While it may not have been top of mind amid the COVID turmoil of 2020, the Massachusetts Paid Family and Medical Leave Act (PFML) was not impacted by the pandemic and went into effect as scheduled earlier this year. Employees can now take advantage of it paid leave provisions. Financial contributions that began in Fall 2019 comprise the nest egg, as it were, for a broad array of worker leave options that became available January 1, 2021, as planned when the law was passed in 2018. Employers now must deal with the new law’s regulatory framework and, perhaps, the holes that will be created in their workforces by employees who take up to 26 weeks of leave per year while enjoying protection against job loss.
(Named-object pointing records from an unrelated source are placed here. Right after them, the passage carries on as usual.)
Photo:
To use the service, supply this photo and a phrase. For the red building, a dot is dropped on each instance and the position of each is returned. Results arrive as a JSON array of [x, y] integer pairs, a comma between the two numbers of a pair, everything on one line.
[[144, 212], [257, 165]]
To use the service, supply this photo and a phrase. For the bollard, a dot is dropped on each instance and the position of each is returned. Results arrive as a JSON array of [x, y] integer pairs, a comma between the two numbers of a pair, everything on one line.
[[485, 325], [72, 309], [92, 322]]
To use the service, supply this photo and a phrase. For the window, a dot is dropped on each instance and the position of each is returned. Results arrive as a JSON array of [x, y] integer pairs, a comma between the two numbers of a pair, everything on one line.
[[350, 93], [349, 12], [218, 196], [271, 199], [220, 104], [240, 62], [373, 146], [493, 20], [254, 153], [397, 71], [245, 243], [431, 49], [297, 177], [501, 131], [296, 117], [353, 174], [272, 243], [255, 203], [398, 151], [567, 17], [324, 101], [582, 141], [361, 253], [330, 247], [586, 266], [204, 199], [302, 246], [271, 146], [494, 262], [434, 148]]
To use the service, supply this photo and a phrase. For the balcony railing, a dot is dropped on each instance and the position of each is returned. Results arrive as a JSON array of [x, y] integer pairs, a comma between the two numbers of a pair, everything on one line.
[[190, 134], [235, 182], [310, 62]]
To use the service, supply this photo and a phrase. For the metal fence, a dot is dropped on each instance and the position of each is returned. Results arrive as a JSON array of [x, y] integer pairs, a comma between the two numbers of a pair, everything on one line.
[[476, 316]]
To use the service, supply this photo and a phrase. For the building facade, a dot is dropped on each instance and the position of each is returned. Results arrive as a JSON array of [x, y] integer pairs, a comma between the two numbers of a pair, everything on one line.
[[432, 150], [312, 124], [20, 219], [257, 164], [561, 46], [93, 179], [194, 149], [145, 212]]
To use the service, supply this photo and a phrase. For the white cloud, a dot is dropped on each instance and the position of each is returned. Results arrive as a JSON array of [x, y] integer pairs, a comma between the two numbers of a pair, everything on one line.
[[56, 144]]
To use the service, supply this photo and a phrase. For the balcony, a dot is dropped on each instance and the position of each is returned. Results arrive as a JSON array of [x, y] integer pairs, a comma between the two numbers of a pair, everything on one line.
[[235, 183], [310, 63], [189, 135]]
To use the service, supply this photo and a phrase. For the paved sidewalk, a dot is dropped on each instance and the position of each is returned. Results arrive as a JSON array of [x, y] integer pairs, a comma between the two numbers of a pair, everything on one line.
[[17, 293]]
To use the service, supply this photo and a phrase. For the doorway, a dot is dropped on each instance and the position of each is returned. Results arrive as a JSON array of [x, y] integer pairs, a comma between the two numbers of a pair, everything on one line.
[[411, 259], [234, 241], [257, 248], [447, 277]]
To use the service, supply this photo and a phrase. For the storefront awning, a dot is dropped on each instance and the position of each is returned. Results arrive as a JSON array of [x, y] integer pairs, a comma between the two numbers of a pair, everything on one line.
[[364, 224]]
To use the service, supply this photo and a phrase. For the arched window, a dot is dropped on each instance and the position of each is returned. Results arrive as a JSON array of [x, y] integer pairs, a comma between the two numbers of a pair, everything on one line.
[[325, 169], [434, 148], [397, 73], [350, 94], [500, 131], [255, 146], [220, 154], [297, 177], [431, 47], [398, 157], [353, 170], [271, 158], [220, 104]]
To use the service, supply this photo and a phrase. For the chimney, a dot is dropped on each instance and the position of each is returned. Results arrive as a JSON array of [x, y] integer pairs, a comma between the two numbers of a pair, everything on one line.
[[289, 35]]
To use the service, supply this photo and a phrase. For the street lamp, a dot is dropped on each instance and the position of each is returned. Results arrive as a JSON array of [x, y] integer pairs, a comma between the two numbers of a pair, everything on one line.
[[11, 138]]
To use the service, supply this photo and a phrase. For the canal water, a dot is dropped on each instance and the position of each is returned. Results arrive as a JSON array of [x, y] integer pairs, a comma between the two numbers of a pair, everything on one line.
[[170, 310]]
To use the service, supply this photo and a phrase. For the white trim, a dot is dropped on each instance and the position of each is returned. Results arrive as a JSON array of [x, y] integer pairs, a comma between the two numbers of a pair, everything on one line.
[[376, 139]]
Before employers are forced to deal with these sorts of issues, applications must be filed and leaves must be approved. The process is administered by the Department of Family and Medical Leave, which decides whether to approve leaves and also pays employees for time off at up to $850 weekly based on their normal wages. Employer involvement in this process is relatively minimal, though there are steps that must be taken to help the program flow smoothly. What follows is an overview of the basics of the PFML and how employers can successfully navigate it.
The maximum benefit of 26 weeks of leave is available in a narrow range of circumstances. It may be used by employees to care for active military service members who suffer serious, service-related medical problems. Other types of service-related leaves are capped at 12 weeks. The PFML also provides up to 20 weeks of leave caused by an employee’s own serious medical condition. Though leave to care for a family member’s serious medical condition is also available, the cap is 12 weeks and the benefit cannot be used until July 1, 2021. Employees can also take up to 12 weeks of leave per year to bond with a newborn or newly adopted child prior to his/her first birthday. Again, though all approved leaves under the PFML are paid, the money does not come from employers. The Department of Family and Medical Leave is responsible for making the wage payments outlined by the statute. Sick and vacation leave benefits need not accrue during an employee’s leave of absence. Employers must continue to make their share of health insurance payments for absent workers and employees must do the same.
As all employers know or should know by now, the PFML requires of them two major tasks: provide information to their workers though posters and policies and make quarterly payments to the Department to fund the family and medical leave program. Both these tasks should have been undertaken long ago, with employers calculating employee contributions based on a set formula, contributing a roughly equal amount if they have 25 or more employees, and sending the money to the Department. Employers also need to determine whether independent contractors who may perform work for them are covered and, in limited circumstances, whether an exemption from the law applies to them. Penalties may apply for failing to comply with any of these requirements. Finally, employers must designate a PFML Administrator through the Department’s web portal to handle the processing of information that will be requested when employees apply for benefits. There is little else for employers to do other than ensuring that they comply with the law when employees apply for and/or receive leave benefits.
When employees believe they are entitled to a leave under the statute, they must apply directly to the Department up to 60 days in advance of the leave date. Employers who are asked about the process need only refer workers to the Department’s online application portal. Employers first get notice that the application is underway and are later notified it is complete and asked to review it. Comments by employers on the merits of applications will be accepted and considered, but the Department of Family and Medical Leave makes all decisions whether to approve or deny them. As a further part of that process, employers will be asked to both confirm the accuracy of an employee’s information and to provide data such as whether other leaves were taken, whether employees receive sick leave or vacation pay for absences, the period of employment and wages earned, the employee’s regular work schedule, and other information. Once the Department makes a decision on an application, it will notify the employer and describe the terms of the leave and/or reasons for denial, as the case may be.
Job Protection and Retaliation
Employees on an approved leave under the PFML enjoy job protection, and employers cannot retaliate against them for participating in the program. Regardless of any inconvenience to their employers, employees must be returned to the same or a similar job with similar pay and benefits when their leaves end. This rule will not apply when bona fide layoffs occur among similarly situated employees during the leave period. Employers cannot punish their workers for applying for or taking leave. Damages of up to three times lost wages and reimbursement of legal fees may be awarded for transgressions of the law. An exception to these job protections exists when leave is taken for treatment of substance abuse. Employers with an established, communicated policy providing for job loss based on substance use may be permitted to terminate an employee on paid leave. For workers who will return to work, employers may uniformly require a fitness for duty certification from a medical provider.